Os quadrinhos prometem entregar uma nova forma de enxergar o mundo, de transmitir ciência, quiçá de alfabetizar funcionalmente os alunos, tudo isso enquanto torna o conteúdo e as aulas mais divertidas e interessantes. Claro, não quero dizer que todo e qualquer quadrinho faz da aula melhor, porque é preciso saber utilizá-los. O momento certo, o conteúdo apropriado, é o que nós, educadores, precisamos aprender a reconhecer. Esse seria um dos passos para utilizar tais recursos em sala de aula, mas podermos ir mais a fundo.
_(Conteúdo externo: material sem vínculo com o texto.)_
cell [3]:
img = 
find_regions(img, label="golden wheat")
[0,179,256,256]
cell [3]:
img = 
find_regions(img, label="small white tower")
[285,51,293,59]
Saber selecionar os quadrinhos a serem utilizados realmente demanda tempo, interesse e, às vezes, até recursos. É preciso tempo para procurar e avaliar cada quadrinho de acordo com os objetivos do processo de ensino-aprendizagem dos conteúdos programáticos. É preciso interesse, porque sem ele, sequer somos motivados a ir em busca de tais instrumentos. Ele é fonte primária do professor na corrida pela inovação e na bagunça do modus operandi da sala de aula orientada por costumes tradicionais. Além do mais, é ele quem nos faz trabalhar uma aula (referência à minha querida e falecida professora e amiga Marisa Valladares) que nos enche de orgulho por conseguir animar e trazer a atenção dos alunos para um conteúdo que, outrora, só a despertava nos mais engajados e alimentava o desejo de ir embora dos outros. E, certamente, como disse, às vezes, é preciso dispensar de recursos, mesmo porque não é fácil encontrar material condizente com as nossas expectativas sem que gastemos um pouco da nossa suada bufunfa. Inclusive, essa é uma posição crítica minha em relação à posição frequentemente exposta pelos conteudistas do curso. A proposta é certamente interessante, mas, a depender de onde você busca aplicá-la, dificilmente é possível, por exemplo, criar uma gibiteca. A realidade escolar, do professor e da família dos alunos não é tão simples de ser contornada. Existe a falta de recursos dos alunos e a ausência de interesse e suporte do corpo administrativo da escola. Então, a muitos de nós, o que resta é correr atrás de quadrinhos on-line. Mas não se trata de olhar para isso como um problema, só como uma limitação, porque, atualmente, a internet é a nossa maior fonte de material didático - ao menos no que diz respeito à inspiração -, e é onde conseguimos encontrar uma vasta diversidade de quadrinhos.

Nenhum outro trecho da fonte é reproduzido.